Porque le conozco, sé que don Enrique va más allá, que utiliza la rima popular
para todas y cada una de las metas que cualquier persona debe trazarse al
inicio de un nuevo periodo lectivo.
Los comienzos de
curso traen la ilusión de los libros nuevos, cuando las manos candorosas aún no
los han abierto para admirar las ilustraciones a todo color. Esta ilusión es
una metáfora para cualquier parcela de la vida: ante la desgana del comienzo
–la vuelta al trabajo, el reencuentro con la rutina, el regreso a la ciudad, el
descanso a partir de las ocho de la tarde de lunes a viernes y durante un breve
fin de semana, el otoño con sus grisuras, el frío del invierno…- necesitamos
recursos que nos hagan entender que no se trata de beberse el año de un trago,
como si fuera un jarabe asqueroso, sino a sorbitos, disfrutando incluso de lo
que se nos hace más áspero (los madrugones; el mal humor del jefe; los
objetivos laborales, demasiado ambiciosos; las facturas, siempre las facturas,
que revientan el buzón, y que vienen a sumarse a los extractos del banco, que
reflejan las muescas que produce cada domiciliación, el mordisco de la
hipoteca, el del vencimiento de los préstamos…).
Pero, ¿acaso hay
quien disfruta de estas cosas?
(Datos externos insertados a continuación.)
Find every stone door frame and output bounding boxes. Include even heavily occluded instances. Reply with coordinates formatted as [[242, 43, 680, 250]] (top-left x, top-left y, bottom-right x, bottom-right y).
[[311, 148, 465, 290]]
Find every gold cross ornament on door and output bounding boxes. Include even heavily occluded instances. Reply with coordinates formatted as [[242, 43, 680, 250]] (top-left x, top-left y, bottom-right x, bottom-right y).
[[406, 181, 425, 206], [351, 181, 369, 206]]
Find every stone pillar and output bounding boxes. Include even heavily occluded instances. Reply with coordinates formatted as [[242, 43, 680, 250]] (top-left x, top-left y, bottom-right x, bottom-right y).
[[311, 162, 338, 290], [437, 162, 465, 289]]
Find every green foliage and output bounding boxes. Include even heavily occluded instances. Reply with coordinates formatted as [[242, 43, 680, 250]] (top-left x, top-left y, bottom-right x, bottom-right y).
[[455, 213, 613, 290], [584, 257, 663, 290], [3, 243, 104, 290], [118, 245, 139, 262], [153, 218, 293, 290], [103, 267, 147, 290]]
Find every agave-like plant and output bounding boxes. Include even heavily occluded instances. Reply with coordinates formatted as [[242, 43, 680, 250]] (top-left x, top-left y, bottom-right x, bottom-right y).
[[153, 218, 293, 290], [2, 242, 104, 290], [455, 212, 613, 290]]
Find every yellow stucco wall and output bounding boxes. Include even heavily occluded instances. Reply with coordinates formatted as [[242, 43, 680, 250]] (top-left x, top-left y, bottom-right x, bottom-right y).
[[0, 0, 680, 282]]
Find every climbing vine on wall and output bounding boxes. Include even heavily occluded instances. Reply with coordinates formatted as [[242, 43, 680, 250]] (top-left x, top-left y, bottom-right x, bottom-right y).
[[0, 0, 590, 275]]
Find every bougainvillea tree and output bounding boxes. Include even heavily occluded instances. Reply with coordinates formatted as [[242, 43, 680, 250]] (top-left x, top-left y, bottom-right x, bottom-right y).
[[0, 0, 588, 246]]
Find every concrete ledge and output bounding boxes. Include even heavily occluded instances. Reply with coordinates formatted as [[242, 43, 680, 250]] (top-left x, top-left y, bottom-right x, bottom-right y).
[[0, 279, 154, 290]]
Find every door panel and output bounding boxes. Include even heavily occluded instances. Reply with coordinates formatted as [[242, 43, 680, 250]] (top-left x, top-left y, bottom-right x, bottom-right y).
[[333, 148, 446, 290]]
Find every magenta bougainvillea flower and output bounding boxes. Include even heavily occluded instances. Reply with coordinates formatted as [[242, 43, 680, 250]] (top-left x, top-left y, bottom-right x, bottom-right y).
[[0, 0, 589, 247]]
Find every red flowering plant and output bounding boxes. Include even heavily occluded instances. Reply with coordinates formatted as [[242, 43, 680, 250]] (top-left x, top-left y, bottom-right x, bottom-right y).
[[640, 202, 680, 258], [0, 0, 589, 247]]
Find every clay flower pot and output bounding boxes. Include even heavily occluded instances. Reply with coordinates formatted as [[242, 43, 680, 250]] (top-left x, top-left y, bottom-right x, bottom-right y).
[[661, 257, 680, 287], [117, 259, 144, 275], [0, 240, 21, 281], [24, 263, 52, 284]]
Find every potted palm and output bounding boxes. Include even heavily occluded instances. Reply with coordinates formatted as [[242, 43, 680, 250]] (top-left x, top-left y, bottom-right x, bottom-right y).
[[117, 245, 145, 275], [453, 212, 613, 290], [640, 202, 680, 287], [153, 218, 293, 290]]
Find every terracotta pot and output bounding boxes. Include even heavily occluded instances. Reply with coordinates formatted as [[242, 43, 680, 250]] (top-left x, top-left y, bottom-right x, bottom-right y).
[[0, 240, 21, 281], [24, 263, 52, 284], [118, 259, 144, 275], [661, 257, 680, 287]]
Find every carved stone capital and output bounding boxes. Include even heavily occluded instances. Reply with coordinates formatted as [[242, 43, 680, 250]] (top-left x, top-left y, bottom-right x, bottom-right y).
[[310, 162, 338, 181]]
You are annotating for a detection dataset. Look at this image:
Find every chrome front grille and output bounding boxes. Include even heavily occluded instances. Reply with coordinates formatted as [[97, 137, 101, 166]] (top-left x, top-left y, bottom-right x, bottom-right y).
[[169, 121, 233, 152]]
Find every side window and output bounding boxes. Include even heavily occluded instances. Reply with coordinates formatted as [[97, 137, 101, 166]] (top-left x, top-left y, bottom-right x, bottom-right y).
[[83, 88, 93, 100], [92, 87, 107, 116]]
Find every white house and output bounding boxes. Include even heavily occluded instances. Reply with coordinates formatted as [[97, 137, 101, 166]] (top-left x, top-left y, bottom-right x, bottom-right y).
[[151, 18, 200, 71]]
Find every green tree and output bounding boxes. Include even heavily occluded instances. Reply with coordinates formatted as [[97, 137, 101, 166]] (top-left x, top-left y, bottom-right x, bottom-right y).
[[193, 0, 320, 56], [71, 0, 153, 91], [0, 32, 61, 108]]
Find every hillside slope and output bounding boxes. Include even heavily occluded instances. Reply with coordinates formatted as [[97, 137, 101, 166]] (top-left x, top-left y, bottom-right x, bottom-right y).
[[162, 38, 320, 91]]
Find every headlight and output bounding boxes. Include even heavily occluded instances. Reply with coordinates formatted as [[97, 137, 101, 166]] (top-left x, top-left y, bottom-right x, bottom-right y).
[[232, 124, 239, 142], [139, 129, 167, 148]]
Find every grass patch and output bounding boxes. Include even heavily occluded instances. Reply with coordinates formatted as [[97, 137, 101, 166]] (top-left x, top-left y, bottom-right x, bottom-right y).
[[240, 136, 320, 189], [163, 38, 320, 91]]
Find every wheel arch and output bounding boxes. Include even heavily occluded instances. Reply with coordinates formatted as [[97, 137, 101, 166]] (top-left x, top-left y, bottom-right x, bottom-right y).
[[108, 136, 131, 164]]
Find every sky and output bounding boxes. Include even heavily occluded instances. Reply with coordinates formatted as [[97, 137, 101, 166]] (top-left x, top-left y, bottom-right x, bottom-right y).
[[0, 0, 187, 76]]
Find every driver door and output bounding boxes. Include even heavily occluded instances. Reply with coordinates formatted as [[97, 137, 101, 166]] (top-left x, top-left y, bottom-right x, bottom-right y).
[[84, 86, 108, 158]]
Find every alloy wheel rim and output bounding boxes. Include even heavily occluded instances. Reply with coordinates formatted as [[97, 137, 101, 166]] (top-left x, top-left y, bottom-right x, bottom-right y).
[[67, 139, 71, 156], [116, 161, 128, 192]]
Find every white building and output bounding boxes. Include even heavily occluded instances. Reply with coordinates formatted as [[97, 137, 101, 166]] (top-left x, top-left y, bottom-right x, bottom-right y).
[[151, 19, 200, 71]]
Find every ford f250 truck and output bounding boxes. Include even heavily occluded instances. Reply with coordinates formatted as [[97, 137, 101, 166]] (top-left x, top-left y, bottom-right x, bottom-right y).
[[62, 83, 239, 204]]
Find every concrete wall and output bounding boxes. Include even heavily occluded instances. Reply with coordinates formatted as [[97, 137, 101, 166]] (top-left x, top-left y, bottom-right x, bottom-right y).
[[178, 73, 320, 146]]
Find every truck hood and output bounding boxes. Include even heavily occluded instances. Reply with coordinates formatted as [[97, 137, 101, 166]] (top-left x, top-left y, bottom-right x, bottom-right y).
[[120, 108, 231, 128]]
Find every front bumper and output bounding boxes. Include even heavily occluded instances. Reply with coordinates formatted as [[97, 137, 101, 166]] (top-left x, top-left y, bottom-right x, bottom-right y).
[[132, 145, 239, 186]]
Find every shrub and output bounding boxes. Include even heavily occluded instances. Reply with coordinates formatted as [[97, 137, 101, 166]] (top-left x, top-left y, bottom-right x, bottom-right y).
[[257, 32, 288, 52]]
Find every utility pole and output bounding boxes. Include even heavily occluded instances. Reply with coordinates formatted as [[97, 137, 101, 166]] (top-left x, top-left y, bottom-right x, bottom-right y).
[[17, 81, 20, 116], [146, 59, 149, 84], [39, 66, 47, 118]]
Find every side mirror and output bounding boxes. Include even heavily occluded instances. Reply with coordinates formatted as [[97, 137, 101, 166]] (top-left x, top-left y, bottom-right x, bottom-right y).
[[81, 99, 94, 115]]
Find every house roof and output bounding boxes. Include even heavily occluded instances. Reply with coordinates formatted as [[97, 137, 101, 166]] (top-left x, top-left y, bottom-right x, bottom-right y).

De por sí parecen venir pintadas de amargura,
pero no es cierto, pues son la sombra que da volumen al regocijo de las épocas
felices. No es que a mí me gusten -que no me gustan nada-, pero la vida exige
este contrapeso, la cal y la arena, el agua y el aceite que, en este caso, se
juntan y hasta se confunden. Gracias a nuestra capacidad para proyectarnos en
el tiempo, echamos la vista atrás y nos damos cuenta de que la suma de
madrugones, el mal humor del jefe, las facturas y hasta el bocado mensual de la
hipoteca no han conseguido doblegarnos sino, por el contrario, hacernos fuertes
“piano piano”, poco a poco. Llegar “lontano”, lo sabe don Enrique, será pan
comido para quienes tengan arrestos de vivir con intensidad cada zancada.